The formula takes into account all of the possible Galaxies x Star systems within each galaxy x Possible planets orbitting each star, etc. The formula did contain a factor for the unlikeliness for life to start and another for life to advance but even then it didn't accurately account for each in the equation and a few other negative modifiers, but it intentionally only included a few negative modifiers but a sleu of positive. However the formula left out completely most of the factors that led to life as we know it, such as having just the right type of minerals to create things that were building blocks in our ability to create ever better things.
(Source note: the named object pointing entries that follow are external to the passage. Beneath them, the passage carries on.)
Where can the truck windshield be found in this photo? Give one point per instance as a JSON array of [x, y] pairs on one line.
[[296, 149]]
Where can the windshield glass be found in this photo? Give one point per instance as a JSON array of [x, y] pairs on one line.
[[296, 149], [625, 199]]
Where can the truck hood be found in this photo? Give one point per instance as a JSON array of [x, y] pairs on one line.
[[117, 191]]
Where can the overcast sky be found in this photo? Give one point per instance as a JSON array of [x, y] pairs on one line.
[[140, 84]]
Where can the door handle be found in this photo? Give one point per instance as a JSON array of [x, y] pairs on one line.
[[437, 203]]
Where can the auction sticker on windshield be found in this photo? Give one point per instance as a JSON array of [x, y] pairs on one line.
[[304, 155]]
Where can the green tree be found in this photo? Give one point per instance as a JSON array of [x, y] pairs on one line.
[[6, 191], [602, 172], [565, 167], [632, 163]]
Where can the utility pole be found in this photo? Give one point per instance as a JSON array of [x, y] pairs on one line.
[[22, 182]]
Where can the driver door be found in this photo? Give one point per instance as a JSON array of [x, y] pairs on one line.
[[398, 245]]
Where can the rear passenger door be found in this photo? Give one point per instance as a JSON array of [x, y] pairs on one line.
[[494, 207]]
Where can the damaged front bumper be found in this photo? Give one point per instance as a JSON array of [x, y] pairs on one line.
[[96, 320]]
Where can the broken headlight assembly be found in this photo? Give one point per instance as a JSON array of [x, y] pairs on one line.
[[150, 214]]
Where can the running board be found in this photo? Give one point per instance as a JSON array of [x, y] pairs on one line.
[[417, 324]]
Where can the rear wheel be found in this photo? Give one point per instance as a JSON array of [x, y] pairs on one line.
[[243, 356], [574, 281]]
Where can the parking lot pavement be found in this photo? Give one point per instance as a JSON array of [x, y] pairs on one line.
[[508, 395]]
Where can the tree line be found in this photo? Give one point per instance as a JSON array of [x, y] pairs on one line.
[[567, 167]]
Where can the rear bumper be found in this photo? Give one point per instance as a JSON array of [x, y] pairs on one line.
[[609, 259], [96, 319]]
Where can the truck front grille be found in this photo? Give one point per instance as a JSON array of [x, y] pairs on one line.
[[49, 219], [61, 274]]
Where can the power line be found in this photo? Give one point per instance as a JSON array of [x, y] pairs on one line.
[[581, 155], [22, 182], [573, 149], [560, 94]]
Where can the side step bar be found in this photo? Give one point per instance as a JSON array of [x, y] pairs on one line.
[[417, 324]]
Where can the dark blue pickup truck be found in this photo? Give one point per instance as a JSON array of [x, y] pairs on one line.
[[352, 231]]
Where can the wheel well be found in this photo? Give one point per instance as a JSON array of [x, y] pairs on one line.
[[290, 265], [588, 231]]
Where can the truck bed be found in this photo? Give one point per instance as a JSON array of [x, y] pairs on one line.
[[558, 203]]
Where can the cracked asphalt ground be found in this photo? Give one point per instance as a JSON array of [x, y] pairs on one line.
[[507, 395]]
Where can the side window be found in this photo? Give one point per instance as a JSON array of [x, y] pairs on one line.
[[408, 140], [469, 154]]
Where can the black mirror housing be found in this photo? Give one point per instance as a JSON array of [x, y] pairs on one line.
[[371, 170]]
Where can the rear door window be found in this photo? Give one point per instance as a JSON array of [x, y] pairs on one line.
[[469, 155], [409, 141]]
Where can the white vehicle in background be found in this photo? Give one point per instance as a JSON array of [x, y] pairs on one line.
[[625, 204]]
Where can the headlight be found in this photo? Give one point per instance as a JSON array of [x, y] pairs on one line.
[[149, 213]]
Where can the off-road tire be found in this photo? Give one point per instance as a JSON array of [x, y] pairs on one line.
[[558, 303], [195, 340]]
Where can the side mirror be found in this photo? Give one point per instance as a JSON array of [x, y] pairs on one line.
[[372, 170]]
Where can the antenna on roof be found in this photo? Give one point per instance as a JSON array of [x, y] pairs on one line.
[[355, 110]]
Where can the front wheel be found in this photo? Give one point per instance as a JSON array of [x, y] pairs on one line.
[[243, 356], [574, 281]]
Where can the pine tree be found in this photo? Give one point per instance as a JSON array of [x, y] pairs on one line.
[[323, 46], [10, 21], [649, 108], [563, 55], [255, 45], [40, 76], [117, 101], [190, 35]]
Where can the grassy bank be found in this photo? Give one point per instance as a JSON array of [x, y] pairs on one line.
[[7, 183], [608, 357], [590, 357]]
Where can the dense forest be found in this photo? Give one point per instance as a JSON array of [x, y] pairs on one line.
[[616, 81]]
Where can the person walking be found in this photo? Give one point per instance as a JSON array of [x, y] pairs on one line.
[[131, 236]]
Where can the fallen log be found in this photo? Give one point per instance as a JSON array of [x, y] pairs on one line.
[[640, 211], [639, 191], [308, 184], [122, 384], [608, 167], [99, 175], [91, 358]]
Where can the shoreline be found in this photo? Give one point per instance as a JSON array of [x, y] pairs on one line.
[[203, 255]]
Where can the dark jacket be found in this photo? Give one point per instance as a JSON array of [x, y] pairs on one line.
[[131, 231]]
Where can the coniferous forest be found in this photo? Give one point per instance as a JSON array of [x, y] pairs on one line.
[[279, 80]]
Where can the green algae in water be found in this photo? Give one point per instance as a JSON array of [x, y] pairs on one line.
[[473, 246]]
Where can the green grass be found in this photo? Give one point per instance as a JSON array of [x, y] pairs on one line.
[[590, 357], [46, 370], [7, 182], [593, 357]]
It also did not take into account things such as predation, food supplies, and other very essential categories in the advancement from simple life to complex and then later advanced sentience. There is a vast list of key ingredients to the end-product of a race of space travellers, or for that matter even a species that can even equal our own existance, that just are never taken into account by any of the scientists that are true believers in its possibility.
If the best possible formula for our equals being out there somewhere only has a 0.000*1 % (The * because I can't remember the exact number of 0s before the 1 but that it was quite a few) chance of probability when you don't even take into account all of the things that could go wrong to prevent it, then the odds after taking those things into account would be so small that it is no wonder the scientists, who earn their living by proclaiming their field of study to be worth spending money on, would completely avoid using the true formula for life equal to our own.
I'm going to give you an example of just how unlikely it is to find a race of space travellers or even a species capable of broadcasting or even receiving signals from across the emptiness of space.
Imagine if you will that humanity never rose up on earth to become the dominant higher life form, but rather that snakes ruled the roost. It could have very well happened if they had been able to become a higher level predator over mankind's early ancestors, and as it is they exist nearly everywhere on earth including some places that are inhospitable to humanity. Now imagine that our brains or even a more advanced brain capability were given to them. Even though their brains were at our own current level or higher they would not have been able to build cities or travel even as far as the moon simply because of their body design.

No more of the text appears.